Free market economy. If more people supported Pier 1 (and Blockbuster), they wouldn’t have left. If Walgreens didn’t know they were going to do well here they wouldn’t come. Everyone wants cutesy little stores to add to the vibe of an area, then they see the prices of the junk they sell, buy it online cheaper and bemoan the loss of the store. “Oh dear, I do so miss walking around Pier One, sipping my Starbucks and not buying anything. What a dreadful world.”
As the original story said, Pier 1 Imports was on a month-to-month lease and told to leave by the landlord in favor of Walgreens getting the space. Blockbuster closed its store as a result of financial problems; Pier 1 Imports “left” because its landlord told the company it must.
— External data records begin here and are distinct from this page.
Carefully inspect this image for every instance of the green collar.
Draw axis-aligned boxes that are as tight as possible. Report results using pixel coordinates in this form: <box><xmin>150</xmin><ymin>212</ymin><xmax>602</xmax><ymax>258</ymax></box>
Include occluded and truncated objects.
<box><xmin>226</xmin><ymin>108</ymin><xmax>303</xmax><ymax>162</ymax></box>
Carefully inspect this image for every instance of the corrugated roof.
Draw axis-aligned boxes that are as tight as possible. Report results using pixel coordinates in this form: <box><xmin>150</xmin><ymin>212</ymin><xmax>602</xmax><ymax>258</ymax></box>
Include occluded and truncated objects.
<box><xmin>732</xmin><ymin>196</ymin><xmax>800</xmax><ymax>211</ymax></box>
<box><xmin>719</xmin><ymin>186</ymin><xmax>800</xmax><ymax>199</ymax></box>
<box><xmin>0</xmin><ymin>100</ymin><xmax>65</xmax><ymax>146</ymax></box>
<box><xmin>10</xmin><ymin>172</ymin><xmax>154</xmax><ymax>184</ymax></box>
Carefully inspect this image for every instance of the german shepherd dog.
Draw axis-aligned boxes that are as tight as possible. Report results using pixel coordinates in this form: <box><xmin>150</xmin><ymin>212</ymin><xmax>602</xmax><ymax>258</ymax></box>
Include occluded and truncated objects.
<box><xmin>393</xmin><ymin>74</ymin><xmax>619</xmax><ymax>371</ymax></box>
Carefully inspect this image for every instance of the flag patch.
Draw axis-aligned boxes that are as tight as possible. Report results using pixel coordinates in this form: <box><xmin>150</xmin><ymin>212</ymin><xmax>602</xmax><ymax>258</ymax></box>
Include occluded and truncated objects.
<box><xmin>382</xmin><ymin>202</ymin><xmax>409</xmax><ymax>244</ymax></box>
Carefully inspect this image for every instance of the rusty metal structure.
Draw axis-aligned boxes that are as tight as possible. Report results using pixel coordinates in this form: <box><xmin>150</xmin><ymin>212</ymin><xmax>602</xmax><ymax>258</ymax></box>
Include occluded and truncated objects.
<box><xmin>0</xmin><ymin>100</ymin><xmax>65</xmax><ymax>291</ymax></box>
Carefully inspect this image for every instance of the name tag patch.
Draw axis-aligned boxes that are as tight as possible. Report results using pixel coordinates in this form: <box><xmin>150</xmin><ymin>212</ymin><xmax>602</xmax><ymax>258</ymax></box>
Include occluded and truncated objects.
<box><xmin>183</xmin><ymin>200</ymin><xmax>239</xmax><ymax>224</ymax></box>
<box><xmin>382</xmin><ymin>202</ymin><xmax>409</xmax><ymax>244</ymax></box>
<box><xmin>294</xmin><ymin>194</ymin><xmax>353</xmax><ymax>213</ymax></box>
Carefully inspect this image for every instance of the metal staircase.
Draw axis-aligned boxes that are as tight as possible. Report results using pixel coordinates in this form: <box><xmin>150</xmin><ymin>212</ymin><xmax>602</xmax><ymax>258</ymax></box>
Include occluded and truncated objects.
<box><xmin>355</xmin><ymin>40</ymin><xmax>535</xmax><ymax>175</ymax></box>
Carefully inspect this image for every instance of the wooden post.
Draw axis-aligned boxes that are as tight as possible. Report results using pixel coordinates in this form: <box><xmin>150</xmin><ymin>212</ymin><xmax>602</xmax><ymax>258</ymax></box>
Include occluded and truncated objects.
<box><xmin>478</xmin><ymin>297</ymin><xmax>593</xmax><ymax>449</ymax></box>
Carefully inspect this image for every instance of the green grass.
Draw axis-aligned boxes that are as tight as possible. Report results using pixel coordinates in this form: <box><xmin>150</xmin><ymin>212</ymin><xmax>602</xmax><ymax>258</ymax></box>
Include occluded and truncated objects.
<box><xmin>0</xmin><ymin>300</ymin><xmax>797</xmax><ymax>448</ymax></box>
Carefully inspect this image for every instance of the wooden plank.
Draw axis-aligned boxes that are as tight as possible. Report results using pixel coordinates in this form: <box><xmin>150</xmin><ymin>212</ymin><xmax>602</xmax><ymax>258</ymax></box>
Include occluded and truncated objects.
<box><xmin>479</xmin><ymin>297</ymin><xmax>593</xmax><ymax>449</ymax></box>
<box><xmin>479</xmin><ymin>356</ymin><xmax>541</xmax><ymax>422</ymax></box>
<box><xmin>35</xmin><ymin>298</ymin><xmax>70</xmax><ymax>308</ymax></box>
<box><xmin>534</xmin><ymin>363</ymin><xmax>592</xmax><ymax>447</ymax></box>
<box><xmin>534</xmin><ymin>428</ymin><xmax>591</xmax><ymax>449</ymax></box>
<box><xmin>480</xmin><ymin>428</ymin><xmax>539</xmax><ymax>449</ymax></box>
They were asked to leave bc they couldn’t pay as much as someone else could bc they don’t generate the same net income from the site that someone else can bc fewer people buy their stuff. Someone else valued the site more than they did and thus they are moving in. Blockbuster and a lot of other retail models are dead or someone would’ve moved in there instead of it sitting empty. Yours is the same silly point neighbors make regarding Walmart. If the majority in an area REALLY didn’t want a Walmart, you wouldn’t have to worry, they’d move in, nobody would shop there and god ole Moe’s Hardware and Fish Bait would continue to do fine. The sad reality is people as a whole will always put their interests ahead of the collective and businesses that cater to those interests best will grow, others will disappear. Unless we get wise and switch to a benevolent dictatorship but “The Rock” Obama needs to step it up in debate 2 for that to happen.
No argument: Again, this is a win for the landlord, and it’s entirely possible Walgreen Co. will find a way for this to be a win for its shareholders despite the directly duplicative competition. (Which is why this is unlike that point you mention about Wal-Mart coming to town.) How a Walgreens at 1 Porter Square is a win for consumers is, at best, unclear or yet to be seen.
In my opinion this is a win for the mall and the area. I would occasionally walk through Pier1 when leaving the gym but seldom bought any of that overpriced merchandise. Many years ago I worked at the Blockbuster Video mentioned in this article but given that companies financial troubles was not surprised to see that had left when I moved back to the area. I think the Walgreens will be a good addition and will bring some life to this half empty shopping center. Yeah CVS is a stone throw away but it will be good to have some options since that place is always crowded and perhaps a restaurant will move back into the space once occupied by UNO’s. This mall is in a great location directly across from Porter Sq T and Commuter rail stop with a parking lot for customers so I never really understood why it was so vacant. I look forward to the new additions.